C J Cherryh – Morgaine 02 – Well Of Shiuan

The inner doors opened to admit them, thundered shut after. They faced a spiral ramp, and with the priest and four of the escort bearing torches from the doorway, they began their ascent. The ramp led slowly about a central core with doors on this side and that, and echoes rang hollowly from the heights above. The whole of the place had a dank and musty smell, a quality of wet stone and age and standing water. The corridor floor was uneven, split in not a few places, with cracks in the walls repaired with insets of mortared rubble. The guards kept close about them the while, two torchbearers behind and three before, shadows running the walls in chaos. Behind them was the fading sound of voices from the gate; and softly, softly as they climbed, began to come the strains of music, strange and wild.

The musics grew clearer, uncanny accompaniment to the iron tread of armed men about them; and the air grew warmer, closer, tainted with sweet incense. Jhirun was breathing as if she had been running, and Vanye also felt the dizziness of exhaustion and hunger and sudden heat; he lost awareness of what passed about him, and cleared his senses only slowly as the guards shifted about and encountered others, as soft voices spoke, and doors opened in sequence before, them.

The music died, wailing: golden, glittering figures of men and women paused in mid-movement, tall and slim and silver-haired.

Qujal.

Jhirun’s touch held him, else he would have hurled himself at guards and doors and died; her presence, frightened, at his side, kept him still as the foremost of the tall, pale men walked toward him, surveyed him casually with calm, gray eyes.

An order was given, a language he did not know; the guards laid hand on his arms and turned him to the left, where was another door; and certain of the other pale lords left their places and came, quietly, as they were withdrawn from that bright hall and into an adjoining room.

It was a smaller hall, with a fire blazing in the fireplace, a white dog lying at the hearth. The dog sprang up and began to bark frantically, sending mad echoes rolling through the halls, drowning the music that had begun again next door, until one of the guards whipped her yelping into silence. Vanye stared at the act, jarred by that mistreatment of a beast, and looked about him, at wealth, luxury, carved woods, carpets, bronze lamps—and the qujal-lords gathered by the door, resplendent in brocades and jewels, talking together in soft, astonished accents.

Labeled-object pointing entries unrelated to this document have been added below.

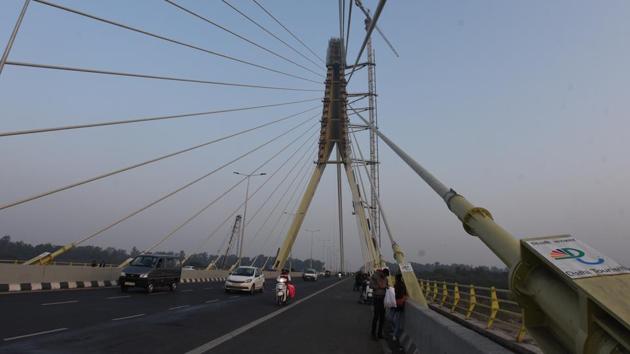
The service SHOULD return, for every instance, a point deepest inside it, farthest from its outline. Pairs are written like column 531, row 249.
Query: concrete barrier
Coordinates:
column 426, row 331
column 17, row 277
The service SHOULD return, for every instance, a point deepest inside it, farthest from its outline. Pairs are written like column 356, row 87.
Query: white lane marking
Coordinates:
column 127, row 317
column 226, row 337
column 118, row 297
column 34, row 334
column 60, row 302
column 178, row 307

Three moved to the fore, to seat themselves at the chairs of the long table: an old man, in green and silver, he it was who had come first to look at them—and because he was first and because of his years, Vanye reckoned him for lord in the hall. At his right sat a youth in black and silver; at his left, another youth in blue and green of fantastical design, whose eyes were vague and strange, and rested in distant speculation on Vanye’s when he looked him in the face. Vanye flinched from that one, and felt Jhirun step back. His impulse even now was to run, deserting her, though guards and chains and double gates lay between him and freedom: nothing that could befall Jhirun in this place seemed half so terrible as the chance that they would realize what he was, and how he had come.

Morgaine’s enemies: he had come her road, and set himself against her enemies, and this was the end of it. They stood studying him, talking together in whispers, in a language he could not understand. A black-robed figure edged through that pale and glittering company, past the scale-armored guards, and deferentially whispered to the seated lords: the priest, who deferred to qujalin powers.

They have lost their gods, Morgaine had told him once; yet here was a priest among them. Vanye stood still, listening to that whispered debate, watching: a priest of demons, of qujal—this he had trusted, and delivered himself into their hands. The room grew distant from him, and the buzz of their soft voices as they discussed him was like that of bees over a Kurshin meadow, the hum of flies above corruption, the persistent rush of rain against the shuttered windows. He grew dizzy, lost in the sound, struggling only to keep his senses from sliding away.